Kodak & Eve RIP



Kodak RIP, originally uploaded by jjn1.

The news today is that Kodak is preparing to file for bankruptcy and there can’t be a photographer of my generation who doesn’t feel an incredulous shudder at the prospect. It was an iconic company, and its products (especially Kodachrome) attained near-mythical status. (I mean to say, how many other commercial products have inspired a Paul Simon song?) Business school students will see the company’s demise as an illustration of Clayton Christensen’s idea of the Innovator’s Dilemma. Stranger still is the discovery that Kodak was a pioneer in the digital photography field (it built the first digital camera in 1975), and indeed its only current prospect of escaping bankruptcy seems to rely on selling its portfolio of patents, some of the most valuable of which are in digital imagery.

My hunch is that because the film-retailing and chemical processing sides of the business were so profitable and successful, those involved in that carried most weight in the company, and the engineers working on digital simply couldn’t persuade senior management to pay attention to a technology that would eventually cannibalise that core business.

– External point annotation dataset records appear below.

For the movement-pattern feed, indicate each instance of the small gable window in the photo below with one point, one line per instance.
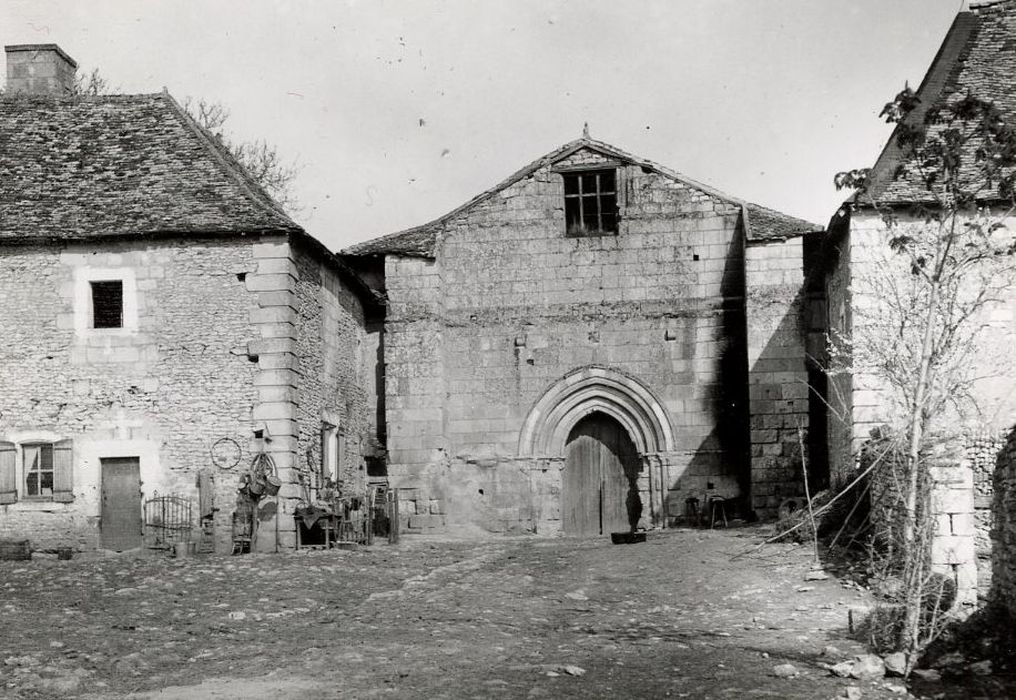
(108, 304)
(590, 202)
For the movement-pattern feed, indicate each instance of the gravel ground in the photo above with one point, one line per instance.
(697, 614)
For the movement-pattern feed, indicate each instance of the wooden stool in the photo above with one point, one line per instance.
(692, 513)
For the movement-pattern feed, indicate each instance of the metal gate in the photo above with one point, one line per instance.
(168, 520)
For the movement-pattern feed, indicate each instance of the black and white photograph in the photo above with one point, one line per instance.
(512, 348)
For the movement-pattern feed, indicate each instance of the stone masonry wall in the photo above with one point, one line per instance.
(839, 427)
(777, 375)
(163, 390)
(1003, 588)
(333, 386)
(512, 305)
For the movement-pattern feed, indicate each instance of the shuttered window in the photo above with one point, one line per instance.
(47, 471)
(38, 469)
(108, 304)
(8, 472)
(590, 202)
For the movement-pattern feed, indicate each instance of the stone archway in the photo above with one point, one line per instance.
(618, 396)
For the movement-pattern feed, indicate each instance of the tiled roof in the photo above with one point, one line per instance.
(768, 225)
(120, 166)
(763, 224)
(977, 55)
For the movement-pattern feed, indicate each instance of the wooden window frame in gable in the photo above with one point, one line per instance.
(590, 199)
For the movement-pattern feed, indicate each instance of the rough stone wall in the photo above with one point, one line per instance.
(953, 533)
(777, 375)
(994, 391)
(982, 450)
(839, 426)
(163, 391)
(511, 305)
(333, 383)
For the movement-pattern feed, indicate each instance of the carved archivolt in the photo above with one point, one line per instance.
(591, 389)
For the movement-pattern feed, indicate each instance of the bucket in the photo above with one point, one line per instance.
(15, 550)
(272, 485)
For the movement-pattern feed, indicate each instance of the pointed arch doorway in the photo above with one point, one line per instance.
(601, 466)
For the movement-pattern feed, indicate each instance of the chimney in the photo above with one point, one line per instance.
(40, 69)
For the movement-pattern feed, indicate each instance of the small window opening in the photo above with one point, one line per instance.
(39, 469)
(108, 304)
(590, 202)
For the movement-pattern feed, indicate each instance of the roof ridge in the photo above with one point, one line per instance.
(231, 167)
(937, 78)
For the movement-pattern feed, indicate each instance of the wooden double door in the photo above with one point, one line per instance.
(120, 512)
(599, 478)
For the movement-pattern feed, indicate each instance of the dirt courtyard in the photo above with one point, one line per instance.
(678, 616)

In a way, the same thing happened with the music industry when MP3 and the Net came along.

Today also brought news that Eve Arnold has died at the great age of 99. It sent me to Magnum (of which she was the first female member) to look again at their carousel of her most famous images. (The BBC also had a slideshow which includes the lovely picture of her sitting crosslegged on the ground shooting with a Leica.) The Guardian had a lovely piece by the film-maker Beeban Kidron, who became Arnold’s assistant at the age of 16.

“From Eve”, she writes,

“I learned: how to pack a suitcase – with a dress you could wear to a palace and shoes to run a marathon if required; how to look at pictures – for metaphor, form and truth; how to work – until it was done; how to be kind to your fellow artist – judge the endeavour not the result; and how to be a friend – through thick and thin; and how to laugh – uproariously and often.

I haven’t worked for Eve for more than 30 years – that privilege resides with Linni, her long-term colleague and assistant. But she became my adviser and friend. And when my son was very sick shortly after he was born, she did the one thing she knew how to do – she took his photograph – breaking her own rule of no baby pictures. It is one of those pictures, along side one of her with Marilyn, that adorn my office wall. “

The photograph shows the last roll of Kodak film that I possess.